Opinion: Outside Accreditation and Quality Consultants

Sometimes, you may not have adequate resources for a project so you will consider hiring an outside consultant.  During my career, I have used several outside consultants for projects ranging from installing a new general laboratory computer system to assisting in getting international accreditations.

For a complex accreditation process such as AABB, I have used such consultants to audit operations in the donor center including processing and testing, hospital blood banks, and stem cell laboratory.  They are high-level technical specialists with highest blood bank qualifications (e.g. SBB(ASCP) or equivalent) and have considerable experience in practice of blood banking and quality systems.  They have been AABB Assessors so they can give you a dry-run accreditation assessment.

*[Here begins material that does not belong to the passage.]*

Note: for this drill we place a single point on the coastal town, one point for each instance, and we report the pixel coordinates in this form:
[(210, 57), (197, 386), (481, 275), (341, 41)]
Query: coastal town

Depending on the project, you may need one or a group of consultants.  I have worked with both individual consultants and groups.  A group can complete the tasks quicker but this is not always necessary.  Organizations such as AABB have many different consultants with different types of expertise so you can select the most appropriate individuals to form a team for your needs.

These specialists can audit your operations and propose a model and if you want, actually help you to implement the processes.  They can help you with the accreditation formalities, especially if you do not have any staff with experience in the process.  It all depends how much you can spend.

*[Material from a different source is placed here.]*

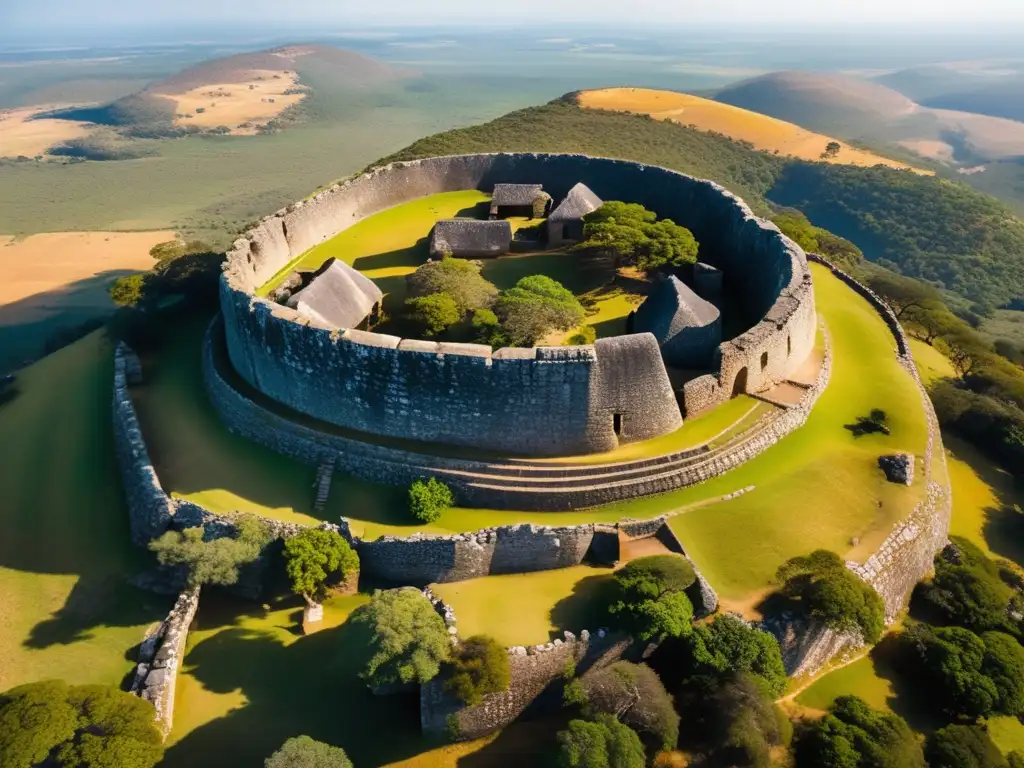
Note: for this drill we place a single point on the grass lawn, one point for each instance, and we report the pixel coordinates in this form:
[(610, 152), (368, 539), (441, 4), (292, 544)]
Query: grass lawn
[(65, 552), (544, 603)]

In the Middle East, to bring in such consultants may mean expensive air fares, hotels, meals, plus the actual costs of doing the consulting.  This is a major investment for your organization but it is well worth it to expedite the process.  There are local consultants available as well and using them may greatly help with the expenses.

Although it is expensive upfront, it can be cheaper in the long run by establishing the appropriate framework in the first place.  You can engage the consultants to actually do much of the work themselves, but it is better for them to offer a train the trainer experience, i.e. engage your own technical staff to learn new skills and then have them cross-train the rest of the staff. 

Based on the findings, your local staff can implement the changes.  You can then consider rehiring the consultants to verify that the work has been done properly.

I have used both individual consultants and groups through AABB Consulting.  My staff and I have learned much from such interactions, and I highly recommend their use when local expertise is not available.